Die Begründung lautet im Wesentlichen (Rn. 16 ff.):
„Dass ein Vertragspartner im Zusammenhang mit Handelsgeschäften
unerlaubte Handlungen begehen kann, macht diese und die aus ihnen
resultierenden gesetzlichen Schuldverhältnisse nicht selbst zu
Handelsgeschäften…
§ 353 Satz 1 HGB sieht abweichend von den für Nichtkaufleute geltenden
allgemeinen bürgerlich-rechtlichen Regelungen, wonach bei Fehlen anderweitiger
Abreden Zinsen ab Eintritt des Verzuges bzw. der Rechtshängigkeit geschuldet
werden, unter Kaufleuten eine Verzinsung bereits vom Tage der Fälligkeit an vor…

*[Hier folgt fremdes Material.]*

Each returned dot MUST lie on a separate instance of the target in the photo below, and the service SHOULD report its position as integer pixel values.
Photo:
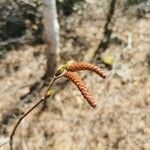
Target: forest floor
(121, 119)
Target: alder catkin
(74, 77)
(85, 66)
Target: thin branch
(44, 98)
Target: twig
(44, 98)
(20, 39)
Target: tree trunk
(51, 28)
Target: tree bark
(51, 28)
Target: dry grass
(121, 119)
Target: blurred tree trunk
(51, 28)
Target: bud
(85, 66)
(74, 77)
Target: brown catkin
(85, 66)
(75, 78)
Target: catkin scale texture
(85, 66)
(74, 77)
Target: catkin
(85, 66)
(74, 77)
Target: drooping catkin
(85, 66)
(75, 78)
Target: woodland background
(112, 34)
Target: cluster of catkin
(70, 72)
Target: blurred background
(114, 35)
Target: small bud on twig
(74, 77)
(85, 66)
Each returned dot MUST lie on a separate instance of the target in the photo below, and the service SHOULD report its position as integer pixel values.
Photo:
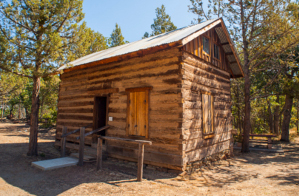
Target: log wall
(199, 75)
(162, 71)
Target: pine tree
(88, 41)
(40, 34)
(263, 29)
(116, 38)
(162, 23)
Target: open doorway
(100, 115)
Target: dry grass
(245, 174)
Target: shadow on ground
(16, 169)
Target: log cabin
(172, 89)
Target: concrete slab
(55, 163)
(261, 149)
(85, 157)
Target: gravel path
(256, 173)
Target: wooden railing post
(99, 154)
(81, 147)
(63, 141)
(140, 162)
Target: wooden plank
(127, 140)
(126, 56)
(100, 154)
(94, 131)
(63, 141)
(140, 162)
(81, 148)
(141, 113)
(203, 30)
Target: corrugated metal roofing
(165, 38)
(158, 40)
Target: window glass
(206, 45)
(208, 113)
(216, 51)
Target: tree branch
(16, 73)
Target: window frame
(133, 90)
(203, 44)
(211, 134)
(216, 45)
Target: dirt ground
(256, 173)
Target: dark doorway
(100, 115)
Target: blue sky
(133, 16)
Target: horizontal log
(187, 84)
(163, 158)
(198, 143)
(199, 154)
(75, 110)
(155, 147)
(126, 66)
(205, 74)
(146, 142)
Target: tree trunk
(41, 109)
(286, 119)
(270, 117)
(2, 112)
(34, 118)
(276, 116)
(297, 117)
(247, 125)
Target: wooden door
(138, 113)
(100, 113)
(208, 113)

§ 353 Satz 1 HGB ist nach allgemeiner Meinung Ausdruck des
handelsrechtlichen Entgeltprinzips, demzufolge der Kaufmann "nichts
umsonst tut"…
Die Regelung soll auf der Erfahrungstatsache beruhen, dass ein Kaufmann
ihm zustehendes Geld stets nutzbringend anlegen wird…
Die unterschiedlichen Betrachtungsweisen helfen nicht darüber hinweg,
dass die ratio legis der Norm schwer zu erfassen und aus heutiger Sicht in
Bezug auf das Zinsrecht eine Ungleichbehandlung von Kaufleuten und
Nichtkaufleuten kaum nachzuvollziehen ist (vgl. zur Kritik der Norm Kindler,
Gesetzliche Zinsansprüche im Zivil- und Handelsrecht, 1996, S. 59, 167; Kindler
in EBJS aaO Rn. 5; Canaris in Staub aaO § 353 Rn. 6 f.; aA MünchKommHGB/K.

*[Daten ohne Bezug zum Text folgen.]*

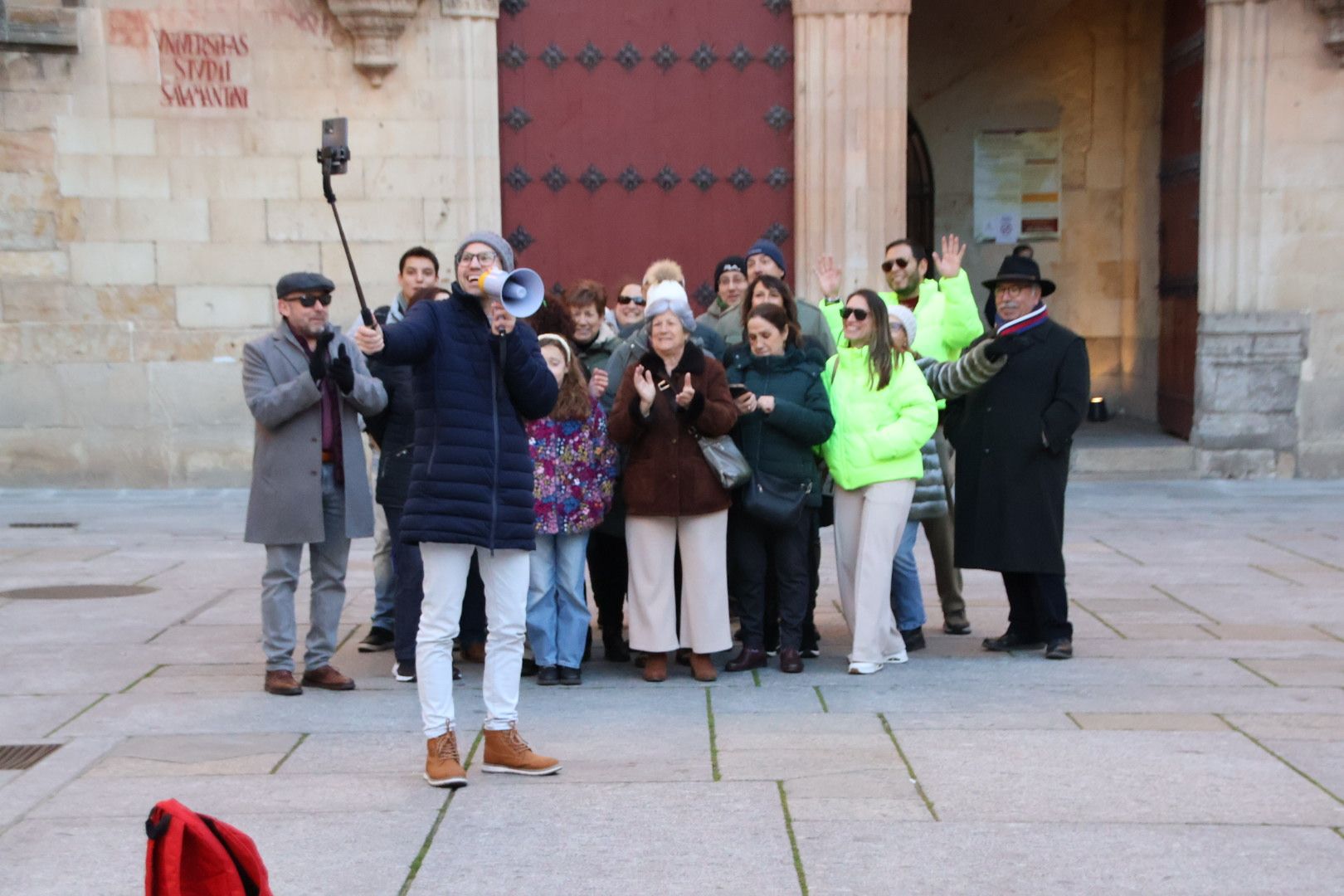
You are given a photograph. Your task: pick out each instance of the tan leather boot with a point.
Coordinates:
(442, 765)
(704, 668)
(505, 751)
(656, 666)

Schmidt, aaO Rn. 3; BeckOK HGB/Lehmann-Richter, 15.1.2018, § 353 Rn. 2), da
bereits die Annahme der höheren Produktivität des Geldes in den Händen von
Kaufleuten fraglich erscheint (vgl. dazu Kindler, Gesetzliche Zinsansprüche im
Zivil- und Handelsrecht, 1996, S. 59). Im Hinblick auf diese Bedenken ist
jedenfalls eine enge Auslegung der Norm geboten, die einer Erstreckung auf
Forderungen aus unerlaubter Handlung entgegensteht.“
Bedeutung im Jurastudium:
Wer als Jurastudent/in die Fälligkeitsregelung im HGB nicht gekannt hat, sollte sich von den
Besonderheiten des Handelsrechts, welche auch im ersten Staatsexamen beherrscht
werden müssen, durch die Lektüre eines Buches Kenntnis verschaffen.